[developers] ICONS and generation

Sun Feb 7 11:12:27 CET 2016

Thanks! and thanks all!  I've come to a view on this which I think is 
consistent with what everyone has been saying.

First of all, note that in the MRS syntax, we do not distinguish between 
terminated and non-terminated lists/bags.  If we think about it from the 
perspective of typed feature structures, it is clear that there is a 
distinction - for instance a type `list' is the most general type of 
list, and the type `e-list' (empty list) is usually a maximally specific 
type.    Coming back to the notation I used in an earlier message, there 
is a distinction between { ... } (analogous to list in a TFS) and {} (cf 
e-list).

Now, there are two possible interpretations of ICONS as it arises from a 
DELPH-IN grammar (i.e., as it is output after parsing):
1. information structure
2. information structure as it arises from morphosyntax

In the `normal' sentences of the `Kim chased the dog' type, no 
information structure elements arise from morphosyntax.  We can, 
however, expect that various contexts (e.g., discourse) give rise to 
information structure in association with such a sentence.  Hence, with 
respect to interpretation 1, ICONS is not strictly empty but 
underspecified (and similarly a one element ICONS may be underspecified 
with respect to a two-element ICONS and so on).  I think this is 
consistent with what Sanghoun and Emily are saying.

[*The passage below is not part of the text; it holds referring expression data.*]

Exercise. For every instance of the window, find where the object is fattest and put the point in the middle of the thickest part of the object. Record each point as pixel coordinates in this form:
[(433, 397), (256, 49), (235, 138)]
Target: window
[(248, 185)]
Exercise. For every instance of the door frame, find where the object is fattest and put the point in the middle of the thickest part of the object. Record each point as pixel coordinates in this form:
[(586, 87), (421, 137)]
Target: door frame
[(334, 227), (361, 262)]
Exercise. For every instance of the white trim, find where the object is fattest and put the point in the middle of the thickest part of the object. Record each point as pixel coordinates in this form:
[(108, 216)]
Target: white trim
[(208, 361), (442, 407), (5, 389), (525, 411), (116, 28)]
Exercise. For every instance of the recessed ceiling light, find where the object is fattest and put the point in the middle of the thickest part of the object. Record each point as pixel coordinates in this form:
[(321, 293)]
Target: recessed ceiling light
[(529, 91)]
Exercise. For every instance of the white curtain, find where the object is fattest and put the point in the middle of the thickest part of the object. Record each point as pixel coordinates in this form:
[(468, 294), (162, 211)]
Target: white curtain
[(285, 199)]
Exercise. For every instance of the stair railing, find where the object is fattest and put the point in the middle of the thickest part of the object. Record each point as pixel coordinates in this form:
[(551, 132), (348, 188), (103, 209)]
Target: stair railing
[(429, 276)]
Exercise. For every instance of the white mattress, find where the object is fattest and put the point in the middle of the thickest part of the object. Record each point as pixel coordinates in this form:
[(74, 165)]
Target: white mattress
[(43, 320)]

Under this 
interpretation, an MRS with no specification of ICONS should indeed 
generate all the variants sentences we've been discussing.  And so on.

However, with respect to interpretation 2, the ICONS emerging from the 
parse of such a sentence is terminated.  Once we've finished parsing, 
we're guaranteeing no more ICONS elements will arise from morphosyntax, 
whatever someone does in discourse.  Under this interpretation, if I say 
I want to generate a sentence with an empty ICONS, I mean I want to 
generate a sentence with no ICONS contribution from morphosyntax.  This 
is also a legitimate use of the realiser, considered as a stand-alone 
module.

Since ICONS is something which I have always thought of as on the 
boundary of morphosyntax and discourse, I want to be able to enrich 
ICONS emerging from parsing with discourse processing, so interpretation 
1 makes complete sense.  However, I believe it is also perfectly 
legitimate to be able to divide the world into what the grammar can be 
expected to do and what it can't, and that is consistent with 
interpretation 2.

As a hypothetical move, consider an additional classification of ICONS 
elements according to whether or not they arise from morphosyntax.  Then 
we can see that a single ICONS value could encompass both 
interpretations.  i.e., what would arise from a parse would be a 
terminated list of morphosyntactic-ICONS elements but the ICONS as a 
whole could be non-terminated.

I think there may be reasons to be able to distinguish ICONS elements 
according to whether they are intended as grammar-derived or not, though 
I do see this might look messy.  But anyway, I want to first check that 
everyone agrees with this analysis of the situation before trying to 
work out what we might do about it in terms of notation.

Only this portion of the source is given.